Larry Ellison’s most famous utterance proclaiming the network is the utility now in 2001 has literally become that which he figuratively declared some seven or eight years ago.
Enterprise network communications may be moving in a direction towards what’s being called the communications’ “utility.” The term hardly has a definitive meaning at this early stage. Most systems/network integrators and other external network service companies who either offer or plan to introduce communications service utilities see the concept somewhat differently. However, a general definition might describe a communications utility as a set LAN and/or WAN provisioned by an external service provider to a business customer, as a managed service. The utility would be built to meet a set of either generic or specific performance and reliability requirements and would be provisioned, managed and owned by an external service provider. The network infrastructure itself would be built and owned by the external service provider, who in turn charges some type recurring operational fee to the customer. In actual fact, the customer would pay the entire cost for the network, but could do so in an easier payment structure.
The customer and communication utility provider would enter into an agreement, which would cover at least three, but more likely five years. A service level agreement would, among other things, spell out performance and reliability criteria as well as provide for technology refresh.
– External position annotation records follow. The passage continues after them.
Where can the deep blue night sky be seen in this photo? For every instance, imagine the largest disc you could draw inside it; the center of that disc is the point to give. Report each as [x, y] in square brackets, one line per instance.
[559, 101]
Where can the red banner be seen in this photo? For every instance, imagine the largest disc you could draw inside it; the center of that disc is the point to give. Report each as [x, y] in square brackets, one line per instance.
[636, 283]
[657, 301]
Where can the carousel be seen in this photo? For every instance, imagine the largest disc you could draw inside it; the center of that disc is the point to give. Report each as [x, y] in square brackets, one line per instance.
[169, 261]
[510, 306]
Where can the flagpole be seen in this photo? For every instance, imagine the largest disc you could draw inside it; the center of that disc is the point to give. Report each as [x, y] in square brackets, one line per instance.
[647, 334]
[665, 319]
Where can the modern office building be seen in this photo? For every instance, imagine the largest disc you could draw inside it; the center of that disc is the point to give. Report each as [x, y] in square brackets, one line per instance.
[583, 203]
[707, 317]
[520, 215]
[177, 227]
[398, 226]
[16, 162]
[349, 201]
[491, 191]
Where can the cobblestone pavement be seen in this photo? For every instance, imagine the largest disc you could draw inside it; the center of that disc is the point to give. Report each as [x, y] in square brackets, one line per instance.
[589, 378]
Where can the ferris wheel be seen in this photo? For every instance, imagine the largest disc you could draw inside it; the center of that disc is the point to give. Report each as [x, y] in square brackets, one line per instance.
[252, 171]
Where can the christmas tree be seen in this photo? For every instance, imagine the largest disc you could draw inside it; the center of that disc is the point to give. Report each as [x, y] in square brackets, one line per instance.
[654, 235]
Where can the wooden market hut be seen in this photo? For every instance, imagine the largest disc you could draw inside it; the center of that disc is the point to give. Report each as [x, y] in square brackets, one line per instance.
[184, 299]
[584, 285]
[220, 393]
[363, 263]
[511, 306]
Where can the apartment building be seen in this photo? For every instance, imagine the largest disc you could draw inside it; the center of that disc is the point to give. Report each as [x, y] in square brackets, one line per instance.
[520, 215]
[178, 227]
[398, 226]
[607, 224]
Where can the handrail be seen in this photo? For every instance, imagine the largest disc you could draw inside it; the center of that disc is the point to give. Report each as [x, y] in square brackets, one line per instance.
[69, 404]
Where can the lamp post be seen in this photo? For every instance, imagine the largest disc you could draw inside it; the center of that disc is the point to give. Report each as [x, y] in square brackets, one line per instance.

That would mean upgrading the network to ensure the performance parameters can be achieved and/or ensure that the platform is capable of supporting new applications, which a business may choose to implement.
“One of the ideas with the utility is to help clients predict what their costs will be,” said Rod Joyce, a network consultant with IBM Canada in Markham, Ont. “I think one of the most compelling value propositions for the network utility is the ability for a client to turn a capital expenditure into an operational expenditure.”